Quais são as principais mudanças estéticas do Tomás em relação às três fases da história?
MARCOS: Na primeira fase, o Tomás tem o cabelo muito ao vento, ele é mais primavera. Já na segunda, ele é um advogado que está mais forte, estabelecido, então tem o cabelo mais na pomada, montado. Na terceira parte, ele está careca. Nós aproveitamos a terceira fase para deixá-lo com menos cabelo, envelhecendo. O tempo passou para o Tomás na prisão, foram muitos anos presos – então, ele ficou muito marcado, com a pele envelhecida.
Como foi manter a contemporaneidade em uma história que se passa em fases e começa nos anos 2000?
MARCOS: Trouxemos características dos anos 1990 para os anos 2000. Na fase de 2006, o tipo de cabelo dos anos 1990 estava em alta – era mais liso, com a pontinha penteada.
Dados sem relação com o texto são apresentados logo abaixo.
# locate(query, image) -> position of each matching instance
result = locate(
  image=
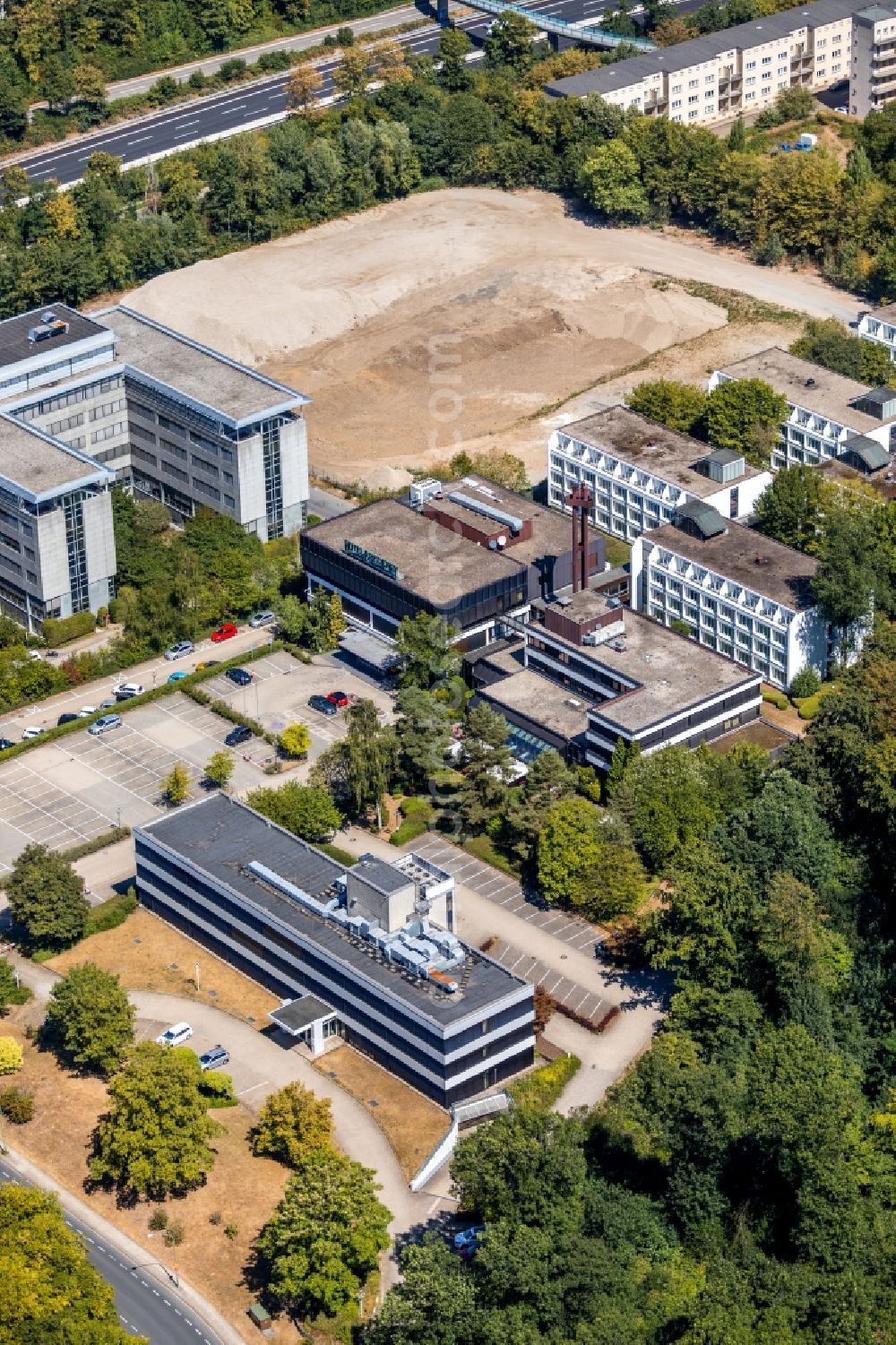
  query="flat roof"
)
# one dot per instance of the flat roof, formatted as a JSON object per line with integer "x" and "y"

As maquiagens também eram referência aos anos 1990, com nada muito marcado e mais esfumado. Já na fase de 2016, temos um comecinho de liberdade. E em 2023 toda a liberdade de fato – mostramos muito isso no núcleo estudantil.
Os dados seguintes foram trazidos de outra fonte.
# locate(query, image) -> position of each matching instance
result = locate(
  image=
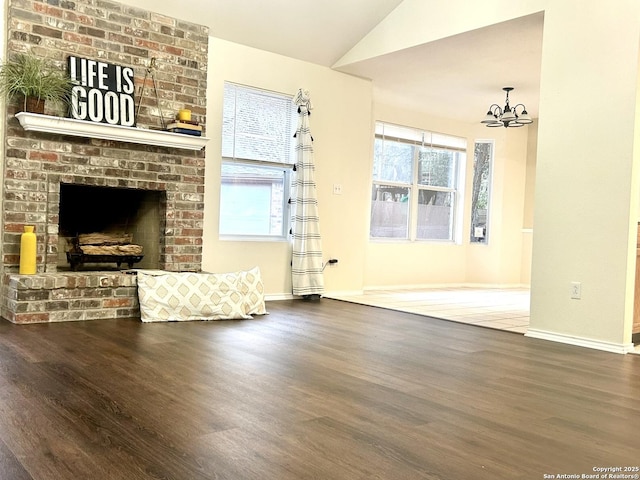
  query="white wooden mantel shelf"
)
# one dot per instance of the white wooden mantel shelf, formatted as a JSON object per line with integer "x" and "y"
{"x": 81, "y": 128}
Qual foi o seu maior desafio na parte estética?
MARCOS: A pele. Marcar o envelhecimento e colocar brilho, luminosidade, no rejuvenescimento. As manchinhas na pele, uma ruga ou outra. Rejuvenescemos os atores para a primeira fase, em 2006, mas fomos para 2016 envelhecendo eles com rugas, com menos cabelo, com outra cor de cabelo, com perucas. O bluebird [produto de maquiagem] ajudou em todo esse processo, com a base da maquiagem, mas a perucaria também.
Você tem alguma curiosidade sobre a caracterização da Débora?
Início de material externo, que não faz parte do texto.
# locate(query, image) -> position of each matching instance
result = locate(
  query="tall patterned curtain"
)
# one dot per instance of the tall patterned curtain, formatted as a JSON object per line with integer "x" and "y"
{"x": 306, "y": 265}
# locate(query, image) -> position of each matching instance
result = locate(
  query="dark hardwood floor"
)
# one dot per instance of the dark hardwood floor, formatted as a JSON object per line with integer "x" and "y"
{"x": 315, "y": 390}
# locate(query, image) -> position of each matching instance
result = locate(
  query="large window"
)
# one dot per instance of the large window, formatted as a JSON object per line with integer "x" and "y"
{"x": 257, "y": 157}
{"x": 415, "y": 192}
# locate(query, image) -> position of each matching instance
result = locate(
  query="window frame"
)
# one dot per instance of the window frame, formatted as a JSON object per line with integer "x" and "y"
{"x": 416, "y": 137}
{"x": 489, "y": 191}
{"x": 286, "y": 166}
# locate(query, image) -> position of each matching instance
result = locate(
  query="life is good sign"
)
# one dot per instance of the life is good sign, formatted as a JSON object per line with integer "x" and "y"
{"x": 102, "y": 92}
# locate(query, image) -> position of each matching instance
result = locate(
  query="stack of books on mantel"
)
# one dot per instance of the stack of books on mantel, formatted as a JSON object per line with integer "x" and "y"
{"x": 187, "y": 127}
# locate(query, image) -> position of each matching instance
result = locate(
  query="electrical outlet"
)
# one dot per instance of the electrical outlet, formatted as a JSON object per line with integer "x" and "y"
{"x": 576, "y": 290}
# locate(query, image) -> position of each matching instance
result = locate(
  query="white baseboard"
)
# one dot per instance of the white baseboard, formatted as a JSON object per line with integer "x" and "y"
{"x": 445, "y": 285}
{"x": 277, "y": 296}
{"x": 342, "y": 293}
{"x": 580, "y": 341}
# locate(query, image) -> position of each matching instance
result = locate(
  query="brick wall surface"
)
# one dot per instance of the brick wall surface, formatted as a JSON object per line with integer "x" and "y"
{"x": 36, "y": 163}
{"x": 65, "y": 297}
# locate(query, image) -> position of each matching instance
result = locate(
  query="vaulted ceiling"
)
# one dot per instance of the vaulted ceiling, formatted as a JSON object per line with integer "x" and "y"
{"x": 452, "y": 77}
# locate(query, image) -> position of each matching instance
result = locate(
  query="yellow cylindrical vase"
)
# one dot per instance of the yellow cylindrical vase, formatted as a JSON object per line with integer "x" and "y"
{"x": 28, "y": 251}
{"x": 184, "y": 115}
MARCOS: A Débora [Martha Nowill] tem uma virada muito forte na história. Ela sempre segurou o irmão, Oscar, na família. Então trouxe para ela uma fidelidade do sexo feminino, tenho experiência em compor meus personagens estudando os traumas que essas pessoas têm. E as mulheres são muito fiéis.
Na primeira fase, o cabelo da Débora é muito escovado, a maquiagem marcada. A cor dela é a púrpura, ela quer chamar atenção até no batom e com um perfume adocicado. Na segunda fase, o cabelo não é mais tão escovado, mas tem um cuidado especial. O púrpura vira médio e vai se esfumando – com menos maquiagem. Na terceira parte, ela tem um cabelo longo e livre, passou um tempo fora, viajou e a maquiagem não fica mais pesada. Ela volta mais livre, mais coração.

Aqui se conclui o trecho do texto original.